The mouse incisor contains valuable label-retaining cells in its stem cell niche. We have a novel way to unbiasedly detect and quantify the label-retaining cells; our study used EdU labeling and a 3D reconstruction approach after PEGASOS tissue clearing of the mandible.
The murine incisor is an organ that grows continuously throughout the lifespan of the mouse. The epithelial and mesenchymal stem cells residing in the proximal tissues of incisors give rise to progeny that will differentiate into ameloblasts, odontoblasts, and pulp fibroblasts. These cells are crucial in supporting the sustained turnover of incisor tissues, making the murine incisor an excellent model for studying the homeostasis of adult stem cells. Stem cells are believed to contain long-living quiescent cells that can be labeled by nucleotide analogs such as 5-ethynyl-2´-deoxyuridine (EdU). The cells retain this label over time and are accordingly named label-retaining cells (LRCs). Approaches for visualizing LRCs in vivo provide a robust tool for monitoring stem cell homeostasis. In this study, we described a method for visualizing and analyzing LRCs. Our innovative approach features LRCs in mouse incisors after tissue clearing and whole-mount EdU staining followed by confocal microscopy and a 3-dimensional (3D) reconstruction with the imaging software. This method enables 3D imaging acquisition and non-biased quantitation compared to traditional LRCs analysis on sectioned slides.

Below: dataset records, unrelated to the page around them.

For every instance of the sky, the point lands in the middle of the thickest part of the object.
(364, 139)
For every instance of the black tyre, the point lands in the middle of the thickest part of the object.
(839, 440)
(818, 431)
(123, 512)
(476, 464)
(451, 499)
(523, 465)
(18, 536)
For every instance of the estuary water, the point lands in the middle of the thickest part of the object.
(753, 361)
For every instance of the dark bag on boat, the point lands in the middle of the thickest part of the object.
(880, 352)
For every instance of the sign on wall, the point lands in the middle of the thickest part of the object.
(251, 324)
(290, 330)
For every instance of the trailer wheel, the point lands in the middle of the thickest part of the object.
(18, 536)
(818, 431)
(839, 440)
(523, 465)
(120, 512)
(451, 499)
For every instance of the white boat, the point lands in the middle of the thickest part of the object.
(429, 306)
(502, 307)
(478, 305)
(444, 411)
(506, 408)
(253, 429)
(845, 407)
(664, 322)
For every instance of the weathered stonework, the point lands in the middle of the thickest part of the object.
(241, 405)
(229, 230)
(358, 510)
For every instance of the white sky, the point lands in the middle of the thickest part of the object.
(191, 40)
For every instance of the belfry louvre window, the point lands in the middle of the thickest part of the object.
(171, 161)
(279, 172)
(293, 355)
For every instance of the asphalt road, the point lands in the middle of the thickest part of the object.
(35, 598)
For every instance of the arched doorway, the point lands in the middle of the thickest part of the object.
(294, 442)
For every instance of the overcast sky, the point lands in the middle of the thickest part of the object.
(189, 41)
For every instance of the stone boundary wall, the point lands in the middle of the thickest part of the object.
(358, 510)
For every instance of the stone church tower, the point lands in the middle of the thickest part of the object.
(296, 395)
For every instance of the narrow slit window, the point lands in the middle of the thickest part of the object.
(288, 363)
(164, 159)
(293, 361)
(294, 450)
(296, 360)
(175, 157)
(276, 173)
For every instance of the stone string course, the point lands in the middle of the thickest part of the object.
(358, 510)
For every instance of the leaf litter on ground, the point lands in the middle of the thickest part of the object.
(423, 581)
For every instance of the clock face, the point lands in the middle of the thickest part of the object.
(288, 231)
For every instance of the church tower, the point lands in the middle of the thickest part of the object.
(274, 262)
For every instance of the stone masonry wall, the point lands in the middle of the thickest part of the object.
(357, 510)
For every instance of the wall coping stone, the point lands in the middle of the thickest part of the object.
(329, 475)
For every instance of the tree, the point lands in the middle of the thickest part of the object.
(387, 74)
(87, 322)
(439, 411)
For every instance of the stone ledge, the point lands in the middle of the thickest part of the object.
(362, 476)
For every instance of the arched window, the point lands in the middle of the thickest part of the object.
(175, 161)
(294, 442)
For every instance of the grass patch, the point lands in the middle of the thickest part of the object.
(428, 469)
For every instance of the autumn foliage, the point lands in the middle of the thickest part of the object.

The continuously growing mouse incisor is an excellent model for studying adult stem cells1. The epithelial (labial and lingual cervical loop) and mesenchymal stem cells (between the labial and lingual cervical loop) that reside on the proximal side of the incisor differentiate into ameloblasts, odontoblasts, and dental pulp cells. This unique process provides a source of cells for compensation of tissue loss and turnover2. Though several stem cell markers such as Sox2, Gli1, Thy1/CD90, Bmi1, etc. have been identified in vivo for the subsets of adult stem cells in mouse incisors, they are inadequate in representing the stem cell populations when used alone1,3,4,5. Visualizing long-living quiescent cells by nucleotide analog DNA labeling and retention could provide unbiased detection for most subsets of adult stem cells6. Further, this approach is useful among many stem cell identification methods7 for understanding cell behavior and the homeostasis of dental stem cell populations3,8. While the dividing stem cells would lose their DNA labeling after a considerable chase, the putative quiescent stem cells retain their DNA label, deeming them label-retaining cells (LRCs)6. DNA labeling and retention by non-dividing stem cells will mark and locate the putative adult stem cells in their niches.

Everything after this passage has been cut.